In the letter of dismissal the Respondent cited Section 36 (d) as the reason for termination, that is ;


"(d) because the employee either by impudence or carelessness endangers the safety of the undertaking or any person employed or resident therein ".


This was said to have been an oversight on the part of the Respondent in its reply and that the dismissal was infact pursuant to Section 36 (j) which states ;


" for any reason which entails for the employer or the undertaking similar detrimental consequences to those set out in this section ".
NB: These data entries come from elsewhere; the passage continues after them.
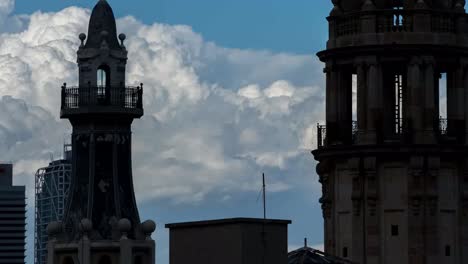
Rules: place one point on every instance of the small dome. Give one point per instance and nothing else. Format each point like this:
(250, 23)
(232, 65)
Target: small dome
(351, 5)
(307, 255)
(102, 26)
It is our considered view following the decision of Judge Parker in Oscar Z. Mamba and Swaziland Development and Savings Bank Swaziland (I C) Case No. 8l/96 that an employer may dismiss an employee for negligence and dereliction of duty in terms of Section 36 (d) and

(j).


We hold in the circumstances that the Respondent satisfied the requirements of Section 42 (2) (a) and (b) of the Act. Gross negligence resulting to substantial loss to the company is a reasonable cause for an employer to terminate the services of an employee in terms of Section 36 (d) and (j) of the Employment Act.


The Applicant's Application is dismissed accordingly with no order as to costs. The Members concur.